Despite the lack of official figures, we expect that the number of malaria cases in Venezuela in 2020 was considerably smaller than the 467,000 cases estimated by the WHO in 2019.

Such a decrease could be explained in part by the efforts of non-governmental organisations in conjunction with PAHO and representatives of indigenous communities, which conduct epidemiological surveillance activities in some of the country’s most remote areas. But the main reasons for the expected decrease are the mobility restrictions imposed as a result of COVID-19 and the increasingly widespread fuel shortages affecting inland Venezuela, which have prevented people from travelling to the mining areas of Bolívar state—the epicentre of the national epidemic—and becoming infected.

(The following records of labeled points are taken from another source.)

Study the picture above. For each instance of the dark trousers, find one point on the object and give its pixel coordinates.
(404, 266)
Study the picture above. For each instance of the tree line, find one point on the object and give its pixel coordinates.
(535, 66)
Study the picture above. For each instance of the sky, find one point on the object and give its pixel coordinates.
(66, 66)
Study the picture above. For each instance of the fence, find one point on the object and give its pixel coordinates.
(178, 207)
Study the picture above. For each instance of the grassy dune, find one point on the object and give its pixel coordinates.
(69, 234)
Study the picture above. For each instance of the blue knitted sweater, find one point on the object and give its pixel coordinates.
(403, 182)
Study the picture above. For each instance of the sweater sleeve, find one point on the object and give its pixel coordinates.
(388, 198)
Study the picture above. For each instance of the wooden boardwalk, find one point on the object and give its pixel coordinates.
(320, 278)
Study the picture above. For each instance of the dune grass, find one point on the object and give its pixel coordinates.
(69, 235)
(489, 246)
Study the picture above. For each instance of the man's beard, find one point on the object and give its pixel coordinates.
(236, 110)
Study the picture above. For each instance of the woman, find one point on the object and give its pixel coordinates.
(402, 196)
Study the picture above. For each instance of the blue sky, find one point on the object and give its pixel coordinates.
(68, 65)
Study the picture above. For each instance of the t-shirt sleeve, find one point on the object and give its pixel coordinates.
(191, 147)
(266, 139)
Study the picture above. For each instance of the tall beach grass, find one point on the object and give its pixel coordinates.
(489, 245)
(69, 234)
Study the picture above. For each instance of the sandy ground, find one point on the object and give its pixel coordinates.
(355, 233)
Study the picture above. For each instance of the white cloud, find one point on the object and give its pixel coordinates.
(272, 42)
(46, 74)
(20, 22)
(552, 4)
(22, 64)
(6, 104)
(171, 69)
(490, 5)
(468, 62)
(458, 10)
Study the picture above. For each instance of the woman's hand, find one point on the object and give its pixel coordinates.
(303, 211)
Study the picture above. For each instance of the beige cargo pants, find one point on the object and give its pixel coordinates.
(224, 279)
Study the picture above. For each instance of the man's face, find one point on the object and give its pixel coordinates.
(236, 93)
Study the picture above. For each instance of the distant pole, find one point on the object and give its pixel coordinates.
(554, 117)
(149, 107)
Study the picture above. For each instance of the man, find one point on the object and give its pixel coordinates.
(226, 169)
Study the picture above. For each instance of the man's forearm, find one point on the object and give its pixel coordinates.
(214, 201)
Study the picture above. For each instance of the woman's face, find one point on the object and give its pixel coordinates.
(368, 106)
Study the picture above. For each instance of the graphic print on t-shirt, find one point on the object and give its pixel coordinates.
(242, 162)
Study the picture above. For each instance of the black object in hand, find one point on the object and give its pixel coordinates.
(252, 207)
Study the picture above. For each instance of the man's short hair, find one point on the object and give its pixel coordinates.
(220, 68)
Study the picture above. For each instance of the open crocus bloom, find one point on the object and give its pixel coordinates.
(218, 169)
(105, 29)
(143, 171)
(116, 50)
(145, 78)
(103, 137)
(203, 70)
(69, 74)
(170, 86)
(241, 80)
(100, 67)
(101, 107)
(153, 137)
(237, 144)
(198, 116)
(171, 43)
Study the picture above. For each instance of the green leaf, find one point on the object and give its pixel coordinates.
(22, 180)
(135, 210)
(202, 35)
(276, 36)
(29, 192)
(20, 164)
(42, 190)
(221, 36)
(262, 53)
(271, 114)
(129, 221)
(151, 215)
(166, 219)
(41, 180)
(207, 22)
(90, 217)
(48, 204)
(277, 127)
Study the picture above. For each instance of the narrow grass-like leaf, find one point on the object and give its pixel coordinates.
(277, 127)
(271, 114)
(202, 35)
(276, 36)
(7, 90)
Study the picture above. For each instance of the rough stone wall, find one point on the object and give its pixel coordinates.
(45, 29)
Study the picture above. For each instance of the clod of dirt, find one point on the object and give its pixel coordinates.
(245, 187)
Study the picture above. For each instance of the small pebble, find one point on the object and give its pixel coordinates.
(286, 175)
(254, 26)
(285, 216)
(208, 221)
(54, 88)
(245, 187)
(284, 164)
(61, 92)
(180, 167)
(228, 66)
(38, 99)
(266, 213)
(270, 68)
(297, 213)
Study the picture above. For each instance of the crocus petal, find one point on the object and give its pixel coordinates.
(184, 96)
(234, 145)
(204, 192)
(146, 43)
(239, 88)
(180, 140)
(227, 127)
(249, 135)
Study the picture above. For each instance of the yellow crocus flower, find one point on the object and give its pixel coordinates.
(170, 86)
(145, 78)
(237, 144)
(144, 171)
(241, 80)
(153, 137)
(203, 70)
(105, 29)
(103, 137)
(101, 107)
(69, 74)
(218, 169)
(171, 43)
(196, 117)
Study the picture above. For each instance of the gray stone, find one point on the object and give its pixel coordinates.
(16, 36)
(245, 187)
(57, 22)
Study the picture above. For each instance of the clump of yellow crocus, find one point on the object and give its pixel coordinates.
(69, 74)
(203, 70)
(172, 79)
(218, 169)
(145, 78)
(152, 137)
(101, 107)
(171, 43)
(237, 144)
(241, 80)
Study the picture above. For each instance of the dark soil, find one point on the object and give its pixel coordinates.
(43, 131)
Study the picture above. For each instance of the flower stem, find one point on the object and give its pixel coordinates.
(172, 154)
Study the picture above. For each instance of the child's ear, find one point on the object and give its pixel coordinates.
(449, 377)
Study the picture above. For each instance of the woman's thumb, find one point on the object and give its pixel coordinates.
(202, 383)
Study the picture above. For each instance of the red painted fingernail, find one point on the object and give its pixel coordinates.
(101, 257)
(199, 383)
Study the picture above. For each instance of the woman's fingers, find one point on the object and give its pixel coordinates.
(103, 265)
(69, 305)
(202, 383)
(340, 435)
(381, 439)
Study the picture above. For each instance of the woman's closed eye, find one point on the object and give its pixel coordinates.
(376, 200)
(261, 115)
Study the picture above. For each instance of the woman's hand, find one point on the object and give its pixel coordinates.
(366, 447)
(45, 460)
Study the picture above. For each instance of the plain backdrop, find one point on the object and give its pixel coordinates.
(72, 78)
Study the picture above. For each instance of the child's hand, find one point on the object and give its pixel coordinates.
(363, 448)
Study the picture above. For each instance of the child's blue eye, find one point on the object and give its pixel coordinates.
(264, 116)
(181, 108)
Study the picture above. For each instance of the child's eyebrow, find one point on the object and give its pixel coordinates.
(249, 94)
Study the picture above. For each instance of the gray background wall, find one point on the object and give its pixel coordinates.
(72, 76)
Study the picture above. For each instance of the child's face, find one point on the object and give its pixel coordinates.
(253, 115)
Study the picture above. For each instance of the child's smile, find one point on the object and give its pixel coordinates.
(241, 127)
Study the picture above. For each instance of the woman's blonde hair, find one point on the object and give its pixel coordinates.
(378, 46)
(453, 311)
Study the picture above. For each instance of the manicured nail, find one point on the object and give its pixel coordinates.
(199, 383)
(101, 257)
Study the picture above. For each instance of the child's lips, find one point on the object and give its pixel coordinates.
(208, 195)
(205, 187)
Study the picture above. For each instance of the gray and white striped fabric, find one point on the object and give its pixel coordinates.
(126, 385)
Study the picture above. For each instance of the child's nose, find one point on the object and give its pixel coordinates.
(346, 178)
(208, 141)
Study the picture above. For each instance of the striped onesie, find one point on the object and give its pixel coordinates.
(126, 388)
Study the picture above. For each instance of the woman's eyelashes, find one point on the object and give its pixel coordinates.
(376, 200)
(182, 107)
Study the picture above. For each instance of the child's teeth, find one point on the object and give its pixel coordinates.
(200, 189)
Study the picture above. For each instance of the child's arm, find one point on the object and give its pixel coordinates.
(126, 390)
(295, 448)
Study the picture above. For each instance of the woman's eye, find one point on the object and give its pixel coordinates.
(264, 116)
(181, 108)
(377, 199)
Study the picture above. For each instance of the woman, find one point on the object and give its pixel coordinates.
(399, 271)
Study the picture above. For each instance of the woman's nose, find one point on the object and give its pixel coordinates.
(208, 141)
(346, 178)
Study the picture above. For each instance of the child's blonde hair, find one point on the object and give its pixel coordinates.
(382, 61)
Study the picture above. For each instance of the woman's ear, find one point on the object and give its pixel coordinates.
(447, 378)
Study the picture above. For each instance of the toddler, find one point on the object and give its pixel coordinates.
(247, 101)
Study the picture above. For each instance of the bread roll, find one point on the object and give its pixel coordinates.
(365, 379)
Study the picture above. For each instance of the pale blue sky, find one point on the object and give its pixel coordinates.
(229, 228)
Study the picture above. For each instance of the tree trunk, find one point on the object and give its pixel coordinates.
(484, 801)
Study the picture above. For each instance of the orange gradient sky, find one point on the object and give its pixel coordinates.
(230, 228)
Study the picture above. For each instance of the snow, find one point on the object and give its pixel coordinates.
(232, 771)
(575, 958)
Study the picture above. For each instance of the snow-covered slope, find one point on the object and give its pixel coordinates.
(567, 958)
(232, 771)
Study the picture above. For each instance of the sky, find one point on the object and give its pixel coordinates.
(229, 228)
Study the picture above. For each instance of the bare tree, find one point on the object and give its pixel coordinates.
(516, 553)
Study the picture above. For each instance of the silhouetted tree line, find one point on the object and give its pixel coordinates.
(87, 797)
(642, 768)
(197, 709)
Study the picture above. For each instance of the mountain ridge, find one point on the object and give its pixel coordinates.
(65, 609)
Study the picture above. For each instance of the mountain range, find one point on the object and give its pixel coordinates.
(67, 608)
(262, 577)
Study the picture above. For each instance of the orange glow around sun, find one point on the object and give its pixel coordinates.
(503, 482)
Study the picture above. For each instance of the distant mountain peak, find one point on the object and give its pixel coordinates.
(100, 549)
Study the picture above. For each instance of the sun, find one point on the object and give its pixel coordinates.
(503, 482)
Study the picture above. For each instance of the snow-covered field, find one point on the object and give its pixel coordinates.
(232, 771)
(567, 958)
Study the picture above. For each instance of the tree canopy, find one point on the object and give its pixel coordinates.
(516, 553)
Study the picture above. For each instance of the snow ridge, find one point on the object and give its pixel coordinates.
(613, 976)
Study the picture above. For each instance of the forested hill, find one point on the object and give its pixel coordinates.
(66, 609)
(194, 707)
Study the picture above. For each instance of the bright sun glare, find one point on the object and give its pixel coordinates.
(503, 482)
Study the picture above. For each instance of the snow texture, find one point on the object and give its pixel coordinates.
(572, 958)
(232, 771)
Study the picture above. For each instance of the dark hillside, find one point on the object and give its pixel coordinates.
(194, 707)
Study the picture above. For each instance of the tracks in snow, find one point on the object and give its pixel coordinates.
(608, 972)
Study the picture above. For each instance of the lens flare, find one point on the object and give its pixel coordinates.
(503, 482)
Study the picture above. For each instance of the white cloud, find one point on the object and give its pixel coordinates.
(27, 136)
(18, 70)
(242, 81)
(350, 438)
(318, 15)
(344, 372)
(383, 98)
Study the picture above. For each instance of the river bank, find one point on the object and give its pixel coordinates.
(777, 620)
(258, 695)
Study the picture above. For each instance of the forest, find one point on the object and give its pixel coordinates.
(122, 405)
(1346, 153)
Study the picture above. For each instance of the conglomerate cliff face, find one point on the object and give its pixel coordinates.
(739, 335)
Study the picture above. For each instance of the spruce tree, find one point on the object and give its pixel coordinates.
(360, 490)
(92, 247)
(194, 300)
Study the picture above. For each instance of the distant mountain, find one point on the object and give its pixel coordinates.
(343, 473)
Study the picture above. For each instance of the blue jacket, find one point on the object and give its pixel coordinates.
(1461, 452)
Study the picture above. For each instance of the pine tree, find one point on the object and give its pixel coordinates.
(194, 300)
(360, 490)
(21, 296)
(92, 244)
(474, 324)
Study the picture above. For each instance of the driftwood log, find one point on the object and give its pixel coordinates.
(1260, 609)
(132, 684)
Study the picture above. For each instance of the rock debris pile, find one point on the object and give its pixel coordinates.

However, in the absence of a well-planned national programme with the broad participation of the country’s medical and scientific community, and without funding for interventions commensurate to the magnitude the crisis, there will be no lasting benefits.

In the absence of a well-planned national programme with the broad participation of the country’s medical and scientific community, and without funding for interventions commensurate to the magnitude the crisis, there will be no lasting benefits.

The burden of malaria in Venezuela is not that of Africa—nor will it ever be. However, for Venezuelans trapped in scenes worthy of Otero Silva, the tragedy is every bit as real. The country needs to be prioritised and more broadly taken into account by funding agencies, which should not only approve funds but also ensure that they are invested in ways that benefit the population fairly and equitably.

The alternative is to risk a dramatic worsening of the situation, both in Venezuela and across the region.